First, let's define some sample polymer distributions.
a = Poisson(10, name="A")
b = Flory(50, name="B")
c = LogNormal(1000, 2, name="C")
d = SchulzZimm(10**4, 2, name="D")
Now, we define the blend using common algebra language. The (positive) numerical factors are the mass parts used to prepare the blend.
blend = 0.5*a + 1*b + 0.5*c + 0.2*d
As illustrated above, we can the object directly or use the print() command to display the key values of the distribution and of its components.
blend
type: MixtureDistribution name: A+B+C+D DPn: 31.2 DPw: 2320.2 DPz: 24295.4 PDI: 74.37 M0: 0.100 kg/mol Mn: 3.120 kg/mol Mw: 232.020 kg/mol Mz: 2,429.542 kg/mol # Weight Distribution DPn DPw PDI ------------------------------------------------------- 1 0.500 Poisson 1.00e+01 1.09e+01 1.09 2 1.000 Flory 5.00e+01 9.90e+01 1.98 3 0.500 LogNormal 1.00e+03 2.00e+03 2.00 4 0.200 SchulzZimm 1.00e+04 2.00e+04 2.00
print(blend.components_table)
# Weight Distribution DPn DPw PDI ------------------------------------------------------- 1 0.500 Poisson 1.00e+01 1.09e+01 1.09 2 1.000 Flory 5.00e+01 9.90e+01 1.98 3 0.500 LogNormal 1.00e+03 2.00e+03 2.00 4 0.200 SchulzZimm 1.00e+04 2.00e+04 2.00
And the built-in plot() method is also available for mixtures.
blend.plot('gpc', cdf=2)
Data distributions¶
from polykin.distributions import DataDistribution
Data distributions are constructed from numerical values of the distribution curve.
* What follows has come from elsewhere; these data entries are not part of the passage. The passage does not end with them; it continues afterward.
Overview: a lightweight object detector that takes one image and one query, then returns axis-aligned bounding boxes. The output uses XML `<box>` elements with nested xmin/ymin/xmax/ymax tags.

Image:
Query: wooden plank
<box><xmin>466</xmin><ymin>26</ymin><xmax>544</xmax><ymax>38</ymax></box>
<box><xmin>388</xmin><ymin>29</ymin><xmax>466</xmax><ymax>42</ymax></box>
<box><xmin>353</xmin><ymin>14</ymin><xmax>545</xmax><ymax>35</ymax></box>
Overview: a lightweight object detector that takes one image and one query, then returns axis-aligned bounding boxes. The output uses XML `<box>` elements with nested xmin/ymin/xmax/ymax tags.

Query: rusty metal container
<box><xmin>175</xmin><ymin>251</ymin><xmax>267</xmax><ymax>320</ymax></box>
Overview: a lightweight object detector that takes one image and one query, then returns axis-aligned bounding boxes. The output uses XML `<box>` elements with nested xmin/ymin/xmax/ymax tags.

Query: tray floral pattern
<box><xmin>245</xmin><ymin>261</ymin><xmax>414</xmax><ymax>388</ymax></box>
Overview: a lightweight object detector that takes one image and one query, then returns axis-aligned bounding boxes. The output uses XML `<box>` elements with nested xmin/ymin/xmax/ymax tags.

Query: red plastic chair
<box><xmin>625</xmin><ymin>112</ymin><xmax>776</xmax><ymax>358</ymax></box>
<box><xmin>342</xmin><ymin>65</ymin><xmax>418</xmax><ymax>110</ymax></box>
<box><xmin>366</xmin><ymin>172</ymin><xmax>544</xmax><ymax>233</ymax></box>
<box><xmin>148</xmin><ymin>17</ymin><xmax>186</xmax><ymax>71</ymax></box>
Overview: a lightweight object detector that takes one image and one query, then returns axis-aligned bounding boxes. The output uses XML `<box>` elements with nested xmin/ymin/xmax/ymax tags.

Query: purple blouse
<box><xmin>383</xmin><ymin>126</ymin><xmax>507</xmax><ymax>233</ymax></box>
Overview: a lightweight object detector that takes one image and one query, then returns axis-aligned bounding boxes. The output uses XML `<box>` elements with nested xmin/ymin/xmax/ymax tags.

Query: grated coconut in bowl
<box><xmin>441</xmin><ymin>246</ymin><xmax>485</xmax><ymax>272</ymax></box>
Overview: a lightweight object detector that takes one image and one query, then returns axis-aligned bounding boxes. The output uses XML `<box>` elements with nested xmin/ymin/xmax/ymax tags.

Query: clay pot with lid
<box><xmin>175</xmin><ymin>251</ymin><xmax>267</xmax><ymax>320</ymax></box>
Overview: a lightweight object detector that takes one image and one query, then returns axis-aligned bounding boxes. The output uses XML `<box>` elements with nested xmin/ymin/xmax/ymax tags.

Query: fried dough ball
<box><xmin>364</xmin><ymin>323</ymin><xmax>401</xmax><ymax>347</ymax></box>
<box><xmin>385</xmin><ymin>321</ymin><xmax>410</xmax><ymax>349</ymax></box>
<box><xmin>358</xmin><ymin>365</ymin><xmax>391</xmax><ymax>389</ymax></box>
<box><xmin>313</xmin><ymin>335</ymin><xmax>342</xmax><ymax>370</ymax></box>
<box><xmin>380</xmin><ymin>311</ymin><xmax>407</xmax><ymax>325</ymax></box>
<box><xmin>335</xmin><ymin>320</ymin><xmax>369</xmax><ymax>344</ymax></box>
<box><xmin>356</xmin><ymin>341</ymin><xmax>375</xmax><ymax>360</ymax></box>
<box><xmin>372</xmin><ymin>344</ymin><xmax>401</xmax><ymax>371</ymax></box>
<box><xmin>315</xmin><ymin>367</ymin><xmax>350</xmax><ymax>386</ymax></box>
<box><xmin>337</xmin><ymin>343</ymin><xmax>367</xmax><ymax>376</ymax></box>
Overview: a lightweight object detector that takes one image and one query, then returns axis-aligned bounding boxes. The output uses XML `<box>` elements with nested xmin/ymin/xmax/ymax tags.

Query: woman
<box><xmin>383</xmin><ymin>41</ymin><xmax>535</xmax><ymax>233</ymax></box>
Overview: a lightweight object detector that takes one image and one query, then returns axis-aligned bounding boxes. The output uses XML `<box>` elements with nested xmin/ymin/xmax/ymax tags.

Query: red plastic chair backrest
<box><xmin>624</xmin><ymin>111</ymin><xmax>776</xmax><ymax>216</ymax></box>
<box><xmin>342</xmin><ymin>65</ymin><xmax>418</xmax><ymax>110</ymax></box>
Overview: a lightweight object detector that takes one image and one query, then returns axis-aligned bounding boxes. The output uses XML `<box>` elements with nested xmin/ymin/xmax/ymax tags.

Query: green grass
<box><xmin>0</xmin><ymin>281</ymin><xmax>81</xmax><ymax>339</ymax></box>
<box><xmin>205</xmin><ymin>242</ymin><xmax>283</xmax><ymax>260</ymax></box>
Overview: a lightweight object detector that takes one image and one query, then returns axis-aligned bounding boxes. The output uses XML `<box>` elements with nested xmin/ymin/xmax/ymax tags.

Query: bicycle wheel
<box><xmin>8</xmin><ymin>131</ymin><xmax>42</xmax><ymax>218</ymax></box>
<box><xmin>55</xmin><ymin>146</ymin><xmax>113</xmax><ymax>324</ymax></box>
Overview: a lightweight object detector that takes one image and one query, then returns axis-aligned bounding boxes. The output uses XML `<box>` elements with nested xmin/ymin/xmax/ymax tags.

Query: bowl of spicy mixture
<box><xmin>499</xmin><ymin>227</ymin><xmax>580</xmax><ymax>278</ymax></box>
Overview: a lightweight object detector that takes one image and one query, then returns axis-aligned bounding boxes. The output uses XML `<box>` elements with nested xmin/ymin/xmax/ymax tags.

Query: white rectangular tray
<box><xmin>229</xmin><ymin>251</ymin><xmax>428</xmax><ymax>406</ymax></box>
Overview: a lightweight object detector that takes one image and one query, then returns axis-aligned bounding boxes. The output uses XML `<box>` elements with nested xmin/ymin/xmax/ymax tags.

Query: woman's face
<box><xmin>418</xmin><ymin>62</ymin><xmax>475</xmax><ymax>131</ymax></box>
A typical example, would be a molar mass distribution curve determined by size-exclusion chromatography (SEC). Since we do not have experimental data at hand, we'll use sample data provided with the package.
from polykin.distributions import sample_mmd
sampleX = DataDistribution(sample_mmd['size_data'], sample_mmd['pdf_data'],
kind=sample_mmd['kind'], name='sample-X')
sampleX.plot('gpc')
Most of the methods illustrated above for analytical and mixture distributions are also available for DataDistribution(s).
A data distribution can be numerically "deconvoluted" to find the combination of weights and individual distributions which best describe it using the method fit(). For example, let's try deconvoluting the above distribution as a combination of 4 distributions of type LogNormal.
sampleX_fit = sampleX.fit(LogNormal, 4)
# Weight Distribution DPn DPw PDI ------------------------------------------------------- 1 0.493 LogNormal 1.06e+02 5.26e+02 4.98 2 0.246 LogNormal 1.06e+03 1.49e+03 1.40 3 0.201 LogNormal 5.46e+03 7.67e+03 1.40 4 0.060 LogNormal 9.82e+04 1.71e+05 1.75
_ = plotdists([sampleX, sampleX_fit], 'gpc')
The fit is quite good, but it can be made even better. Go ahead, give it a try!